Although SVOD broke apart the cable bundle, since then, streamers and studios have mostly focused their innovation strategies on content delivery and licensing rights. Social media and gaming companies have been quickly evolving their business models and products, leveraging technology, and capitalizing on behaviors. This doesn’t mean all digital media must become social and interactive. But SVOD services should be aware that more audiences are finding entertainment, community, and even meaning, elsewhere.
This year’s study expanded beyond the United States: We also included the United Kingdom, Germany, Brazil, and Japan—areas where media and entertainment companies are competing for digitally mature audiences. Overall, the trends we’re seeing in the United States are echoed in these countries, with the same generational contours. Amidst a global pandemic that has constrained in-person activity, people and companies are being accelerated into digital life, setting the stage for the current excitement about the metaverse—where virtual spaces become common destinations for work and play. But these shifts were already in place before COVID-19. With millions recording themselves doing the latest viral dance moves, influencers driving sudden demand spikes for products, top musicians delivering other-worldly concert experiences to global gaming audiences, and virtual goods becoming valuable and scarce with non-fungible tokens (NFTs) and cryptocurrencies, digital life may be gaining on so-called real life.
Social media broke open the TV screen and made fame much more accessible. Gaming enables us to act in the movie. Media and entertainment executives—and especially those in SVOD—should be thinking hard about how people socialize around entertainment and how entertainment itself is becoming more personalized, interactive, and immersive. The business models that have brought them this far, and even the technologies they have relied on, may not carry them through the next wave of change.
The SVOD conundrum
The shift to streaming video has been extremely successful at disrupting television, though potentially far less profitable.1 Like TV and movies before them, SVOD companies have relied on the innate emotional and intellectual value of their stories to engage audiences and monetize their attention. But will people always value this kind of passive, lean-back-and-watch experience? That’s the big question. As more major media providers launch their own streaming video services, competition among them has heated up, just as their value proposition to audiences may be losing some of its luster.

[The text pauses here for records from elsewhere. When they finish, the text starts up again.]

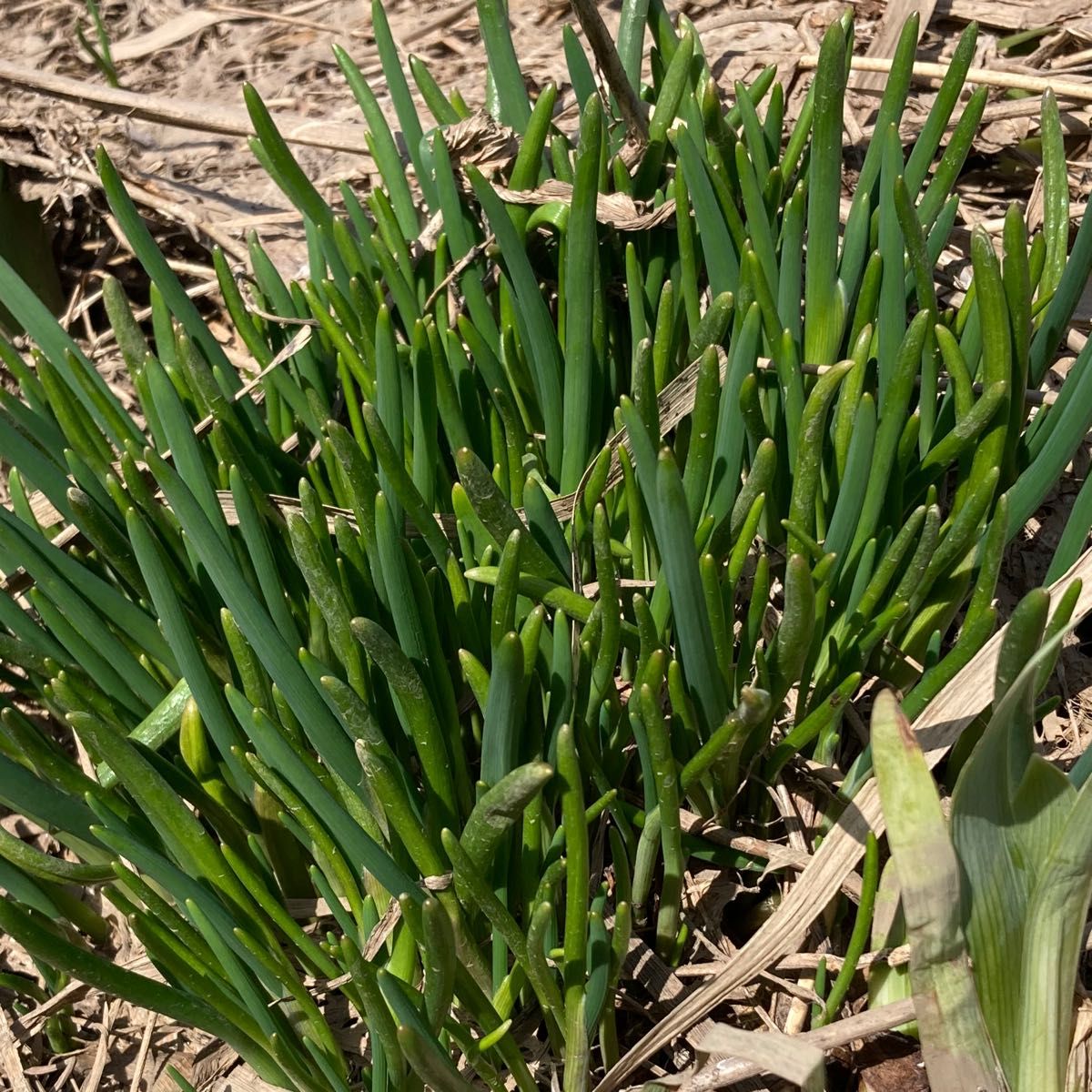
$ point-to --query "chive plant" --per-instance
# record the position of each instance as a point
(560, 524)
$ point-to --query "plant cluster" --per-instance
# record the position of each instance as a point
(585, 507)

For top SVOD services, growth in North American subscribers has slowed.2 As they pursue global markets, and as those markets mature, they may be facing the same challenge. For consumers, getting their entertainment through the fragmented SVOD landscape requires more effort and, increasingly, nearly as much money.3 Over the past two years, US consumers have become increasingly frustrated when they lose content to other services, have to manage multiple subscriptions, and receive poor recommendations.
These conditions lead to churn: when people cancel, or both add and cancel, a paid SVOD service. In the United States, the average churn rate has remained consistent since 2020 at about 37% across all paid SVOD services (figure 1).4 It should be noted, however, that churn for a given service might be significantly lower than the overall average. In the United Kingdom, Germany, Brazil, and Japan, the overall churn rate is closer to 30%. (This number varies for each country, largely driven by subscription penetration and number of SVOD services.)